Yves-Marie Cann : La défiance des Français à l’encontre de leurs dirigeants doit beaucoup à l’absence de résultats tangibles sur les enjeux qui les préoccupent, au premier rang desquels l’emploi et le pouvoir d’achat. Elle s’explique aussi par un doute de plus en plus répandu quant à l’efficacité des réformes proposées par nos gouvernants. Sur les retraites, beaucoup de Français que nous interrogeons, notamment parmi les classes d’âge intermédiaires, perçoivent une réforme inaboutie qui reporterait à plus tard les mesures structurelles permettant de lutter durablement contre les déficits sociaux… et de pérenniser le système par répartition. Ceci renforce la défiance à l’encontre du politique et entretient une frustration dont nous devrions retrouver des traces lors des prochaines élections.

Philippe Braud : Oui, tout cela coûte cher. A bien des égards, la France avait plus d’atouts que l’Allemagne pour affronter dans une position avantageuse les défis de la globalisation (meilleur dynamisme démographique, position géopolitique favorable, réseau d’industries de pointe favorisé par la gestion gaullo-pompidolienne). Mais l’inaction, le manque de courage (ou de consensus) face aux nécessaires réformes de structure nous place sur une pente dangereusement déclinante dans la compétition internationale. Ce n’est pas avec des exorcismes verbaux ou des effets de manche que la situation sera redressée. Ceci étant on peut tout de même noter les progrès d’un certain réalisme dans l’opinion publique qui se traduit par une inflexion des comportements politiques, y compris à gauche. C’est l’un des effets positifs de l’alternance. Placés au pied du mur des responsabilités, ceux qui critiquaient hier des mesures de simple bon sens en viennent aujourd’hui à les remettre en chantier, fut-ce de façon déguisée. La déception du "peuple de gauche" provoquée par la gestion socialiste actuelle a au moins l’avantage de faire progresser un minimum de prise de conscience des dures réalités d’aujourd’hui. 

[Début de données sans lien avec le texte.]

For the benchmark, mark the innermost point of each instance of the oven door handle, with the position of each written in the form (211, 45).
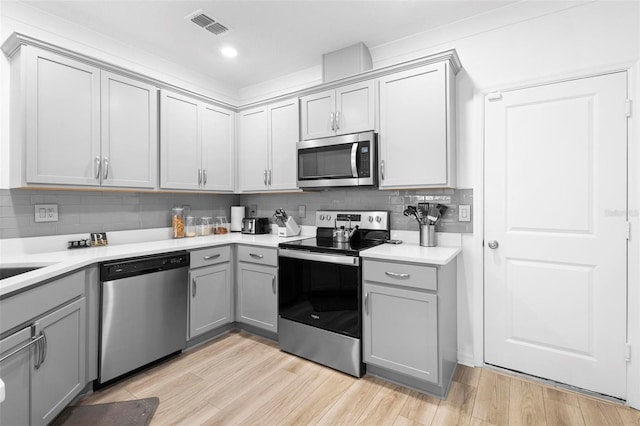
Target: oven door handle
(327, 258)
(354, 164)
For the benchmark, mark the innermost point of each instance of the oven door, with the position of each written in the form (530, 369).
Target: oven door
(321, 290)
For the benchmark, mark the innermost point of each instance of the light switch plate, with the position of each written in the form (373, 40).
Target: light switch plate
(46, 212)
(464, 213)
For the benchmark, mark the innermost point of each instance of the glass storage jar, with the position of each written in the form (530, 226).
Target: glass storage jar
(177, 222)
(204, 228)
(189, 226)
(221, 226)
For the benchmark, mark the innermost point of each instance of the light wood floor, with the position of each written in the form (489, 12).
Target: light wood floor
(244, 379)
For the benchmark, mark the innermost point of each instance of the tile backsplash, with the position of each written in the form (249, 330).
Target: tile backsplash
(98, 211)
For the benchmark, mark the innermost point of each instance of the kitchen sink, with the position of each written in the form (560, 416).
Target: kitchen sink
(12, 271)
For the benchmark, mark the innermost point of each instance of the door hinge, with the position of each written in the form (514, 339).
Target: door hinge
(627, 352)
(494, 96)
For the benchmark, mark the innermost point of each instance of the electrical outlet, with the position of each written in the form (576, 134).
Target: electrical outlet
(46, 212)
(464, 213)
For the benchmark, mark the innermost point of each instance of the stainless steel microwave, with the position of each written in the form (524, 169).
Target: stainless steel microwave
(349, 160)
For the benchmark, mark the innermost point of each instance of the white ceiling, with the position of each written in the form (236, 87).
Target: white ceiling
(274, 38)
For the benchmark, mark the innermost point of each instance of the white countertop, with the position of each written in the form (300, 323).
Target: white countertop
(51, 251)
(411, 252)
(18, 254)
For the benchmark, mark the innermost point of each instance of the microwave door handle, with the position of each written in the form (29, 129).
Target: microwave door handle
(354, 156)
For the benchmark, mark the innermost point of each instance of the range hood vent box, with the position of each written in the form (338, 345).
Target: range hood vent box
(345, 62)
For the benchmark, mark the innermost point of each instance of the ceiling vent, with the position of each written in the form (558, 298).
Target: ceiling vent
(206, 22)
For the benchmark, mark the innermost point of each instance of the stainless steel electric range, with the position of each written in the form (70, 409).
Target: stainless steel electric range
(320, 288)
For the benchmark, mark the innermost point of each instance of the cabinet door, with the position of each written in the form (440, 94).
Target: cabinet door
(179, 142)
(318, 115)
(129, 132)
(63, 120)
(218, 148)
(210, 300)
(400, 331)
(284, 133)
(14, 372)
(413, 128)
(60, 375)
(253, 150)
(355, 108)
(257, 303)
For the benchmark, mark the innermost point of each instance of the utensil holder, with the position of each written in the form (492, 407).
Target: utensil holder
(290, 228)
(428, 236)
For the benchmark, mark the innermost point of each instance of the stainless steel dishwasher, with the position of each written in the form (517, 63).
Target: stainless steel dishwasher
(143, 312)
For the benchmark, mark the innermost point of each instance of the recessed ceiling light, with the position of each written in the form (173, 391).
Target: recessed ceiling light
(229, 52)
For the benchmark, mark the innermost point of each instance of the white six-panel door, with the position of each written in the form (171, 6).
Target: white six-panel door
(555, 180)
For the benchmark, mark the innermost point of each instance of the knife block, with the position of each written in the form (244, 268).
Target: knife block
(290, 228)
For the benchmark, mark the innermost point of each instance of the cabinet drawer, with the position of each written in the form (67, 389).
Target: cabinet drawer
(261, 255)
(404, 274)
(26, 306)
(209, 256)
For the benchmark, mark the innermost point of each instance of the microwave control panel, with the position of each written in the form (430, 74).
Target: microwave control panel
(364, 154)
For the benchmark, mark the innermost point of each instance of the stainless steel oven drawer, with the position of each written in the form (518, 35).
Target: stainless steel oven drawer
(403, 274)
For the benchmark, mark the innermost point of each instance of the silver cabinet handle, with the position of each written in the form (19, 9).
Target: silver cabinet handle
(105, 165)
(397, 275)
(97, 161)
(25, 346)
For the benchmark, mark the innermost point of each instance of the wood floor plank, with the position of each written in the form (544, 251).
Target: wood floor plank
(457, 408)
(599, 413)
(526, 404)
(385, 406)
(467, 375)
(240, 378)
(492, 398)
(420, 408)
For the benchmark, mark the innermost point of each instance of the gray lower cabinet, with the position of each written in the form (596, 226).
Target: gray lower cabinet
(60, 372)
(210, 297)
(257, 297)
(15, 368)
(410, 323)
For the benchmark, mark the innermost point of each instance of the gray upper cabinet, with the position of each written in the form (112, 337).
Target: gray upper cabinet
(417, 128)
(197, 143)
(129, 128)
(347, 109)
(83, 126)
(267, 147)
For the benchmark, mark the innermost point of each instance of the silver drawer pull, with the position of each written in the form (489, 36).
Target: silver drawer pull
(397, 275)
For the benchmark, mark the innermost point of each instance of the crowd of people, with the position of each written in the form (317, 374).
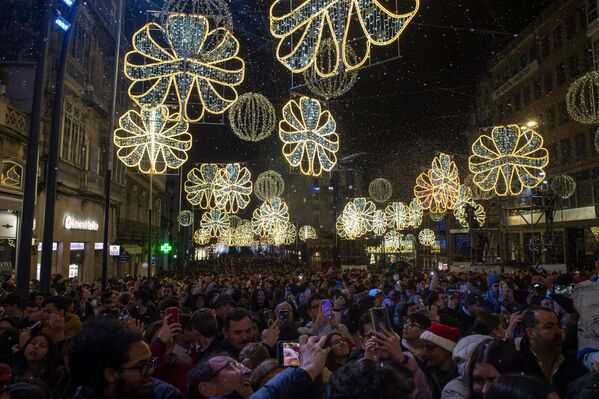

Comment l'opinion française évolue-t-elle sur cette question du rapport à la vérité ? Est-elle toujours autant encline à "acheter" des programmes politiques irréalistes ?

Yves-Marie Cann : Les campagnes électorales sont, par essence, sources de surenchères et les électeurs l’ont bien compris. Ils ont aussi compris que leurs dirigeants, notamment du fait de la mondialisation et du processus d’intégration européenne, avaient aujourd’hui moins de marges de manœuvre qu’ils pouvaient en avoir par le passé. A cet égard, il est un chiffre qui doit interpeler : 56% des électeurs interrogés par CSA lors du premier tour de la présidentielle 2012 estimaient que le résultat de cette élection ne permettrait pas d’améliorer les choses en France. Pour le dire autrement : les Français n’ont pas voté en 2012 avec la conviction chevillée au corps que par leur vote ils allaient changer la France, voire provoquer un "grand soir".

Pour ce qui est des programmes irréalistes auxquels vous faites référence, tout est une question de perspective et d’ancrage politique. En toute objectivité : sur quels critères juger du caractère réaliste ou irréaliste d’un programme ? Une mesure jugée réaliste à gauche pourra être considérée comme irréaliste à droite, et inversement. Ce débat me paraît donc stérile et sans issue. La question fondamentale est plutôt celle de l’efficacité de l’action menée en réponse aux enjeux auxquels doivent faire face les acteurs publics.

Les politiques sont-ils eux aussi prêts à changer ?

Yves-Marie Cann : Une remise en question de la façon de faire de la politique à déjà commencé comme le montrent les débats sur la transparence. Par ailleurs, les politiques ont de plus en plus conscience qu'ils sont jugés sur des résultats, ce qui limite la surenchère au sein des partis de gouvernement. Tout l'enjeu pour eux est alors d'établir un lien de confiance qui ne peut exister que s'ils démontrent qu'ils ne sont pas déconnectés du quotidien des Français.